Temperature
Temperature is a sampling parameter that dictates the "creativity" or "predictability" of the AI's generated text. It is part of the sampling/createMessage request in MCP.
Effects on Output
- Low Temperature (e.g., 0.1 - 0.3): Makes the model more deterministic and focused. It tends to choose the most likely next token, leading to consistent but potentially repetitive results. Ideal for coding and data extraction.
- High Temperature (e.g., 0.7 - 1.0): Increases randomness and diversity. The model is more likely to choose less probable tokens, resulting in more creative or conversational output.
MCP Implementation
A server can suggest a temperature to the host:
{
"method": "sampling/createMessage",
"params": {
"messages": [...],
"temperature": 0.2
}
}
The host application is responsible for passing this value to the underlying LLM engine.
Questions & Answers
What does "Temperature" control in an AI model's output?

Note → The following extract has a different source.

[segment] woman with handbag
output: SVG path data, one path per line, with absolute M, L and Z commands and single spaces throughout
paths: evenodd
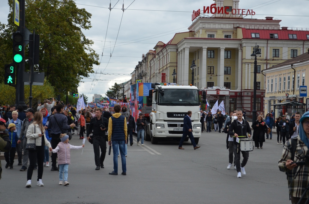
M 45 129 L 43 126 L 43 116 L 42 113 L 36 112 L 34 114 L 33 122 L 30 125 L 27 130 L 26 137 L 27 144 L 26 148 L 28 151 L 28 154 L 30 164 L 27 172 L 27 183 L 26 187 L 31 187 L 31 178 L 33 169 L 37 162 L 38 177 L 37 186 L 44 186 L 42 182 L 43 175 L 43 162 L 45 153 L 44 146 L 48 146 L 49 151 L 51 151 L 50 143 L 45 137 Z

Temperature is a parameter that controls the randomness of text generation. A low temperature makes the model more deterministic and focused, while a high temperature increases creativity and diversity in the output.
In which scenarios should a low temperature (0.1 - 0.3) be used?
Low temperature is ideal for tasks requiring high precision and consistency, such as coding, data extraction, or answering technical questions where factual accuracy is more important than creative flair.
How does an MCP server influence the temperature of an AI's response?
A server can suggest a specific temperature to the host application within a sampling/createMessage request. However, the host's inference engine is ultimately responsible for applying this value during the model call.